Роб отжимался от пола, босой и полуголый; волосы прилипли ко лбу; ван Хельсинг ударил его сразу же; в лицо; ногой; Роб упал, не сказал ни слова; вытер кровь. Ван Хельсинг ударил его еще раз, и еще; он был в сапогах для верховой езды; мягких, высоких, сверкающих, на каблуках; но получилось бить жестко, будто Роб был бревном, которое нужно столкнуть, которое мешает проехать; Роб со свистом втянул воздух, и вжался в каменный пол, будто тот мог согреть, укрыть его, как трава.

– Собирайся.

Роб медленно поднялся; кровь текла у него из носа, капала на грудь; шатаясь, подошел к шкафу, достал чемодан, черный, с большой смешной наклейкой типа рентгеновского снимка – внутри чемодана связанная стюардесса; трясущимися руками сложил в него вещи – джинсы, футболки, свитера, носки, кеды, полотенце.

– Я насовсем уезжаю, сэр? – голос Роба еле слышно дрожал; как вода в графине от тяжелой музыки из сильных колонок.

– Да.

– Тогда… можно мне попрощаться с Женей?

Дэмьен с Тео посмотрели друг на друга, взялись за руки; рука Дэмьена была теплой и липкой от еды; хрупкой – каждая косточка как монетка прощупывается в кармане. Хлопнула дверь, и раздался топот – это Женя выскочил из своей комнаты и побежал спасать друга. С разбегу он упал на колени и обхватил ноги ван Хельсинга.

– Пожалуйста, сэр, – и заплакал. – Не прогоняйте его. Он… он всё поймет однажды.

Ван Хельсинг положил руку Жене на голову, погладил нежные, цветочные вихры, потом мягко высвободился.

– Через час оба у меня в кабинете.

И ушел; и Тео представлял, как он идет по коридору, стремительный, прекрасный, с гордо поднятой головой, как Сен-Жюст, с профилем как прекрасный корабль, полный золота и приправ; весь в черном; длинноногий и стройный, головокружительный, как снежная ночь; и подумал: «он не герой – он безмолвный страж и бдительный защитник… Темный рыцарь»; улыбнулся и еще раз сжал руку Дэмьена, будто они остались одни, без родителей, маленькие совсем, в сандаликах, шортах, белых носках, футболках с Микки Маусом, спрятались за диваном и пережидали грозу.

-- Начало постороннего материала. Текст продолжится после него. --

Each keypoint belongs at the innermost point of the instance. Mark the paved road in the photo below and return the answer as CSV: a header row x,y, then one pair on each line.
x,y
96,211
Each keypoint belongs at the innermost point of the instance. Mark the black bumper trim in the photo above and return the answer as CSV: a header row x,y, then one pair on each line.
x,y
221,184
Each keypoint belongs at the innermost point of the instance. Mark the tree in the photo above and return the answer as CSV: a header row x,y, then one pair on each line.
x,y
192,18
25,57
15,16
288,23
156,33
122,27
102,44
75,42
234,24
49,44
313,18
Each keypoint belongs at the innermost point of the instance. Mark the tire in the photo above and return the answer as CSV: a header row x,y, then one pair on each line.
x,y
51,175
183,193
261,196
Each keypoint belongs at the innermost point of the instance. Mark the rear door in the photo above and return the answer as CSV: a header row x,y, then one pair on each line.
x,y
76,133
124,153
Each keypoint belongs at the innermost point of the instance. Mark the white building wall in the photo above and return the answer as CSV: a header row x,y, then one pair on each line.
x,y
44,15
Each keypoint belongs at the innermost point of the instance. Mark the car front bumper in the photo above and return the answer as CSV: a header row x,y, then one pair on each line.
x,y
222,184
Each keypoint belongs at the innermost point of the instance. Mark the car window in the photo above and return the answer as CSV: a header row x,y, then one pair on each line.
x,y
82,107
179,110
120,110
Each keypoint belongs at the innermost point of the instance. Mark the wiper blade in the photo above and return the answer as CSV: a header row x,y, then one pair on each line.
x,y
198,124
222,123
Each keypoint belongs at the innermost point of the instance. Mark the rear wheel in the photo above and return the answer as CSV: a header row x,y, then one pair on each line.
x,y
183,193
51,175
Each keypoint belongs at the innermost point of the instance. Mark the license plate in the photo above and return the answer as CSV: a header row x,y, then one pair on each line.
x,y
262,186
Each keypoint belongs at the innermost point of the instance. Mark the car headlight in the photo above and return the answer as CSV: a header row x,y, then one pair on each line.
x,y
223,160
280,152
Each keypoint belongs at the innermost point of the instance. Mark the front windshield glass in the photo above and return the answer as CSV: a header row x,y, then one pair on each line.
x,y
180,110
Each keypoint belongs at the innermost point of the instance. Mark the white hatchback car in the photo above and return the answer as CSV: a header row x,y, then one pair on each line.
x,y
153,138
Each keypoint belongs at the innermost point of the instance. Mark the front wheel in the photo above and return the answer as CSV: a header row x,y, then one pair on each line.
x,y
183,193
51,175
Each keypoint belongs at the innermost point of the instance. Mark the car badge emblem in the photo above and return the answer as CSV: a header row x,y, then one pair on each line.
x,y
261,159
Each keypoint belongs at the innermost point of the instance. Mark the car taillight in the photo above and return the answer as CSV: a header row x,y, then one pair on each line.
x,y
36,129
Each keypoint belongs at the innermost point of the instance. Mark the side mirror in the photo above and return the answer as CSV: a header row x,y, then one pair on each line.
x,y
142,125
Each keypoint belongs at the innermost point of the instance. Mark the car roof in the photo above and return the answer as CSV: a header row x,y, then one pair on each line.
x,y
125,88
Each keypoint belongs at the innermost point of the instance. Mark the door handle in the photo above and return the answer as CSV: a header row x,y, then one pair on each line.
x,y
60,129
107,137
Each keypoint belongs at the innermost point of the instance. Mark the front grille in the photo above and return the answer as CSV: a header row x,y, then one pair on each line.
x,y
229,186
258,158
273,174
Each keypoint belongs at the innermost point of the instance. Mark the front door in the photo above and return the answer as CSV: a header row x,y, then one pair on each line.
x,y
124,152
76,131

За ужином Роб сидел вместе со всеми; молчал, не поднимал глаз; выглядел он ужасно – огромный синяк заливал все его роскошное, как бальное бело-золотое платье вино из опрокинутого бокала, лицо; нос распух; Женя сидел рядом, повзрослевший сразу на десяток лет, бледный, утончившийся, как осенний сад, облетевший; утром они уезжали – отец Дерек сказал на мессе, что Роб наказан ссылкой на время Великого поста; Женя попросился с ним. Зак был в легком ужасе – как человек, разбивший дорогую вещь в гостях; Грин попытался объяснить ему, что всё хорошо, у них в Братстве приняты в качестве хороших манер жесткие пацанские разборки; но Зак всё равно нервничал; пока Тео в пол-абзаца не рассказал про свою драку с Визано.

– Я бы на это посмотрел, как-то не верится – ты же… кукла Барби против Терминатора.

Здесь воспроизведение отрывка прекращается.